Not surprisingly, farmers are switching, too: they now feed about 200m-250m more tonnes of grain to their animals than they did 20 years ago. That increase alone accounts for a significant share of the world’s total cereals crop. Calorie for calorie, you need more grain if you eat it transformed into meat than if you eat it as bread: it takes three kilograms of cereals to produce a kilo of pork, eight for a kilo of beef. So a shift in diet is multiplied many times over in the grain markets. Since the late 1980s an inexorable annual increase of 1-2% in the demand for feedgrains has ratcheted up the overall demand for cereals and pushed up prices.
Because this change in diet has been slow and incremental, it cannot explain the dramatic price movements of the past year. The second change can: the rampant demand for ethanol as fuel for American cars. In 2000 around 15m tonnes of America’s maize crop was turned into ethanol; this year the quantity is likely to be around 85m tonnes. America is easily the world’s largest maize exporter—and it now uses more of its maize crop for ethanol than it sells abroad.
Ethanol is the dominant reason for this year’s increase in grain prices. It accounts for the rise in the price of maize because the federal government has in practice waded into the market to mop up about one-third of America’s corn harvest. A big expansion of the ethanol programme in 2005 explains why maize prices started rising in the first place.

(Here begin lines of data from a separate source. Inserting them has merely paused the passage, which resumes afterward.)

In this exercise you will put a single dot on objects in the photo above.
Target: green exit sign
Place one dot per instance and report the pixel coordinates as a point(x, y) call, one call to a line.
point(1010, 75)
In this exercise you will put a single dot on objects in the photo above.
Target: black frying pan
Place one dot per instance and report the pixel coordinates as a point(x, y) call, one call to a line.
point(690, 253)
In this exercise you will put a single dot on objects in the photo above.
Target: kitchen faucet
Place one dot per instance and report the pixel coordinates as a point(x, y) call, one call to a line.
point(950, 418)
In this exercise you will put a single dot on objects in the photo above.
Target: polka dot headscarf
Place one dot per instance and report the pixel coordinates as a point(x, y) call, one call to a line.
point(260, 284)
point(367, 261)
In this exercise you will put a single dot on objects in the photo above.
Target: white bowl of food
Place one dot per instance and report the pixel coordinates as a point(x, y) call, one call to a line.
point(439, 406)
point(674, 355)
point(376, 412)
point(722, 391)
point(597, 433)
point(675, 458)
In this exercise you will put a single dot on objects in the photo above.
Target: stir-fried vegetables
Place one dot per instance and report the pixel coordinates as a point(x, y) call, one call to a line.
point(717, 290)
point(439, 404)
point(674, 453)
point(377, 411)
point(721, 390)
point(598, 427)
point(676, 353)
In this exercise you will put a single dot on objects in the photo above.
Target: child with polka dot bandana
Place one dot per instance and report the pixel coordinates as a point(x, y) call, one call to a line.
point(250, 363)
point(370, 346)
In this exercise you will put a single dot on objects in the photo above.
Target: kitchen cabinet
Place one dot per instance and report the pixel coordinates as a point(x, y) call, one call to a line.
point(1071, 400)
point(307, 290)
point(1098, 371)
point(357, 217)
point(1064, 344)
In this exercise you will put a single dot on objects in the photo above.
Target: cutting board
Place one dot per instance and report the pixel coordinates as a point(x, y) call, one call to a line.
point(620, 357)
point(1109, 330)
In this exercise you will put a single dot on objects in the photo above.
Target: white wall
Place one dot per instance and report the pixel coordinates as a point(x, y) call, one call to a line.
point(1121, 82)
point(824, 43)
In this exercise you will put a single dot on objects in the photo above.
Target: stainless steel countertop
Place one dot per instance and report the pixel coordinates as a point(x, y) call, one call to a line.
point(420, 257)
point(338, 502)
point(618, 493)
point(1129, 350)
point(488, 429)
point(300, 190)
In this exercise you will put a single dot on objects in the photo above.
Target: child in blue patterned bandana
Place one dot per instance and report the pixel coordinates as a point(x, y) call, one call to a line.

Ethanol accounts for some of the rise in the prices of other crops and foods too. Partly this is because maize is fed to animals, which are now more expensive to rear. Partly it is because America’s farmers, eager to take advantage of the biofuels bonanza, went all out to produce maize this year, planting it on land previously devoted to wheat and soyabeans. This year America’s maize harvest will be a jaw-dropping 335m tonnes, beating last year’s by more than a quarter. The increase has been achieved partly at the expense of other food crops.
Guess who loses
According to the World Bank, 3 billion people live in rural areas in developing countries, of whom 2.5 billion are involved in farming. That 3 billion includes three-quarters of the world’s poorest people. So in principle the poor overall should gain from higher farm incomes. In practice many will not. There are large numbers of people who lose more from higher food bills than they gain from higher farm incomes. Exactly how many varies widely from place to place.
Among the losers from higher food prices are big importers. … some of the poorest places in Asia (Bangladesh and Nepal) and Africa (Benin and Niger) also face higher food bills. Developing countries as a whole will spend over $50 billion importing cereals this year, 10% more than last.
In every country, the least well-off consumers are hardest hit when food prices rise. This is true in rich and poor countries alike but the scale in the latter is altogether different. As Gary Becker, a Nobel economics laureate at the University of Chicago, points out, if food prices rise by one-third, they will reduce living standards in rich countries by about 3%, but in very poor ones by over 20%.